I love trades. I always have, and probably always will. When I was a kid, I loved trading football cards with my group of friends. As I got older, I started playing fantasy football for the same reason. There is something exhilarating when it comes to making a trade. So when the Dallas Cowboys traded for Amari Cooper, I was thrilled. I wasn’t as enthusiastic about the price tag Dallas was “forced” to pay, but I was excited nonetheless.
Through four weeks, the Cooper trade has worked out well for Dallas. In his four games with the Cowboys, Cooper has 22 receptions for 349 yards and three touchdowns. He’s also helped the team win three straight games.
Ahead of the Cowboys' critical Week 13 matchup with the New Orleans Saints, I planned on writing about Amari Cooper and how he can be the difference maker in this game. However, the more I thought about his presence on this roster and the trade Dallas made, the more I realized just how impactful he has been.
When we judge trades in the NFL, we often point to the player's statistics to see who "won" the trade.
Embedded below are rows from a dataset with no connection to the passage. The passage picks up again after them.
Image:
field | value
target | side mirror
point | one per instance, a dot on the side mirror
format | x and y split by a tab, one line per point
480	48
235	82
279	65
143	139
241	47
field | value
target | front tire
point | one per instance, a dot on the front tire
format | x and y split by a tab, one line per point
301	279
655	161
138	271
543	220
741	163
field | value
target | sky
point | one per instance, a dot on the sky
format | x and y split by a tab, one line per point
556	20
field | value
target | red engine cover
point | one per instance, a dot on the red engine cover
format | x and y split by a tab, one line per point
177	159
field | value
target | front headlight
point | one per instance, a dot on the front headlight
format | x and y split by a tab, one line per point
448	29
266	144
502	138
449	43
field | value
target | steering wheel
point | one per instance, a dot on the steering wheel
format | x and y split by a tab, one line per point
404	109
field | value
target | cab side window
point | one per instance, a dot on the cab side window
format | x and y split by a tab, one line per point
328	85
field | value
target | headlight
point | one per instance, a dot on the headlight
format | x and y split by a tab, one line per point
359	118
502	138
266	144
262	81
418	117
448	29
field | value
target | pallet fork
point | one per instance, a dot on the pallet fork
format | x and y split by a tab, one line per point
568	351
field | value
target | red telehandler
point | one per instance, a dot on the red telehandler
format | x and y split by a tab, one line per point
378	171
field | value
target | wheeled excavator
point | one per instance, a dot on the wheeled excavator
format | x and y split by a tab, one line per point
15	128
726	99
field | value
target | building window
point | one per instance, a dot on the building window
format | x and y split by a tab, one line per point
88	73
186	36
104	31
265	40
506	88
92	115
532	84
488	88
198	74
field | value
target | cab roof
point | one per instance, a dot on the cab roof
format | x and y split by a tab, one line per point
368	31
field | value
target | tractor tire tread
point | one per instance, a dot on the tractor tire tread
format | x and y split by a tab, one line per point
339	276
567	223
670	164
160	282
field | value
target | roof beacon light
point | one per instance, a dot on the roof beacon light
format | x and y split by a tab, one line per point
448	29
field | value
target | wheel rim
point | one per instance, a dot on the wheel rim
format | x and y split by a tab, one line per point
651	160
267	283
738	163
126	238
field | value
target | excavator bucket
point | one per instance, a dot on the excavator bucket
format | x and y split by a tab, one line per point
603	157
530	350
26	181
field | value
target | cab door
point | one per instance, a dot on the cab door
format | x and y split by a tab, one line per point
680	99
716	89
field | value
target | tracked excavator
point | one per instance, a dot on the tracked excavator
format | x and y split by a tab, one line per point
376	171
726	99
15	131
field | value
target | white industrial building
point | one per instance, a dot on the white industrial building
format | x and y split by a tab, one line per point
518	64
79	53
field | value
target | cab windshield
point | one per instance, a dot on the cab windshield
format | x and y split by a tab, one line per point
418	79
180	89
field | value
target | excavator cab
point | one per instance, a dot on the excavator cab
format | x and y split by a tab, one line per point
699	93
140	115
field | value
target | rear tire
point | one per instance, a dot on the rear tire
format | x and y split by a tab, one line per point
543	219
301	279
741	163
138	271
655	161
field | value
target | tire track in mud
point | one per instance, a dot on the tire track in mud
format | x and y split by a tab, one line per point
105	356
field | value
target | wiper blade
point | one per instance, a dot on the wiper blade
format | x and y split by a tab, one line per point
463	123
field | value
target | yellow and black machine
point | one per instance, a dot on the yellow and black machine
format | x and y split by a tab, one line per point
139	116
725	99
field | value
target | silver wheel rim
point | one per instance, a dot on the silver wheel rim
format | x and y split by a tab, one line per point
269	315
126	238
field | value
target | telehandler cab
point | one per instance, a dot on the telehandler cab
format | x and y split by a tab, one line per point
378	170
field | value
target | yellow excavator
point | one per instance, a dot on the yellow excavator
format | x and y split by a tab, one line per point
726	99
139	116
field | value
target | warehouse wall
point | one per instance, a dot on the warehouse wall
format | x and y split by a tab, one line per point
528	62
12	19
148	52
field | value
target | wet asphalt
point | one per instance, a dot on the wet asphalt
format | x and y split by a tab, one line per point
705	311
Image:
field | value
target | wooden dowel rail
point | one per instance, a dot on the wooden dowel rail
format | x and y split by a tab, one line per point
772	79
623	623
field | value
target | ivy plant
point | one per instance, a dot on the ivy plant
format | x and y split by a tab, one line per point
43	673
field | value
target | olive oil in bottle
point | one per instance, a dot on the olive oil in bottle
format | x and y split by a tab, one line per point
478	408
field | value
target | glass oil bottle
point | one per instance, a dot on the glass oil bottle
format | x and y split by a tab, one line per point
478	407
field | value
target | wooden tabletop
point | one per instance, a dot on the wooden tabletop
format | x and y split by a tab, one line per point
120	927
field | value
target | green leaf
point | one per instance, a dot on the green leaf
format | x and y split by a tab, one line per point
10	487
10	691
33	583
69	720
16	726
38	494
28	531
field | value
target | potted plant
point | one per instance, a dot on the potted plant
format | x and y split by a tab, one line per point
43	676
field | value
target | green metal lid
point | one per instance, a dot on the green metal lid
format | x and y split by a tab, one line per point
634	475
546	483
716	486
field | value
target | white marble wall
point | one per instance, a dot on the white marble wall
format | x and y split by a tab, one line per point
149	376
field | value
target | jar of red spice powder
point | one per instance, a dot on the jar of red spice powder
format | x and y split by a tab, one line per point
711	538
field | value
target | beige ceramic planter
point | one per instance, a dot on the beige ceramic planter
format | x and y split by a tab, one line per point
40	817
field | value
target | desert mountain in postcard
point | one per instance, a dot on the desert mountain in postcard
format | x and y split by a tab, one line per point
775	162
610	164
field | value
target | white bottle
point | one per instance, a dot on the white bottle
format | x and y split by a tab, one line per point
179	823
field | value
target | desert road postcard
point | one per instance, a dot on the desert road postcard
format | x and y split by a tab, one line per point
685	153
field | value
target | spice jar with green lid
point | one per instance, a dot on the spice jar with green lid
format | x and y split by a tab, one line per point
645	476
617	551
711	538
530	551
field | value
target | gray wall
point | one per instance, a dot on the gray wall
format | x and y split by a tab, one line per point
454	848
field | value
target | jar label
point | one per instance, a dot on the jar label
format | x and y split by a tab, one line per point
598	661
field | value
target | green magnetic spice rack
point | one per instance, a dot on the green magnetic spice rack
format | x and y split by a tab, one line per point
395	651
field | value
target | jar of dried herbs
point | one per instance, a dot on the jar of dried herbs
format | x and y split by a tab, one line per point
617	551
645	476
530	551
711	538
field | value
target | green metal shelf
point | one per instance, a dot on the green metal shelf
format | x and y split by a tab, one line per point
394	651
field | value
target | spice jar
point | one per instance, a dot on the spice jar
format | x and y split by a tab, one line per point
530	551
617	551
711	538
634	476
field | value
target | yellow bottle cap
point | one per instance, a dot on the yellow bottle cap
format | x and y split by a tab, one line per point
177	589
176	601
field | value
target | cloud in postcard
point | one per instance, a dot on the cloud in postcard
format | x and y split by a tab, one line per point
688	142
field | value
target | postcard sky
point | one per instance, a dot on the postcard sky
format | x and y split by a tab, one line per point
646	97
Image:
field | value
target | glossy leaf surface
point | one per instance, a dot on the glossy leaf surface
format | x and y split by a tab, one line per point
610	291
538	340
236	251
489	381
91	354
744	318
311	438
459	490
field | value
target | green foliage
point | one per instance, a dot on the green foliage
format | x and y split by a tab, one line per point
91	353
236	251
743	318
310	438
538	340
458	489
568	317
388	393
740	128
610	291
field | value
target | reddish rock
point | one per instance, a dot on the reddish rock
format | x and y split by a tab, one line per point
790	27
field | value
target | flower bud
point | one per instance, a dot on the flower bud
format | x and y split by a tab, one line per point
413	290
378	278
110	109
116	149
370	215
While Cooper's stats in Dallas have been more than adequate, that's not necessarily a fair way to judge a trade.
Despite being on the team for just four games, Cooper may have saved some jobs and careers. That’s what I want to focus on today — the difference Cooper has made for the entire Cowboys’ roster. Let’s first start with the quarterback, Dak Prescott.
Before Cooper's arrival, Dak Prescott was in a pretty big slump. From Week 11 of 2017 to Week 7 of 2018, Prescott threw 14 touchdowns to 13 interceptions, and his passer rating dipped all the way to 80.2. He was averaging less than seven yards per attempt and was sacked 37 times.
Across all media platforms, there were discussions as to whether Prescott was and is potentially a franchise quarterback. However, since the addition of Cooper, those talks have died down some — and for good reason.
In the last month, Prescott's stats have improved dramatically. In the previous four games, Prescott's passer rating is up to 102.4, and he is now completing 70 percent of his passes at 7.7 yards per attempt. He has scored eight touchdowns (five passsing and three rushing), with only one interception.
What I have specifically noticed is how much more effective and efficient Prescott has been from the five-to-ten-yard range with Cooper on the field. Now that he has Cooper, he finally has a receiver he can rely on to run slants and dig routes. Take a look at Prescott's passing charts from before and after the Cooper trade, and you will see what I mean concerning his accuracy in the short-to-intermediate parts of the field.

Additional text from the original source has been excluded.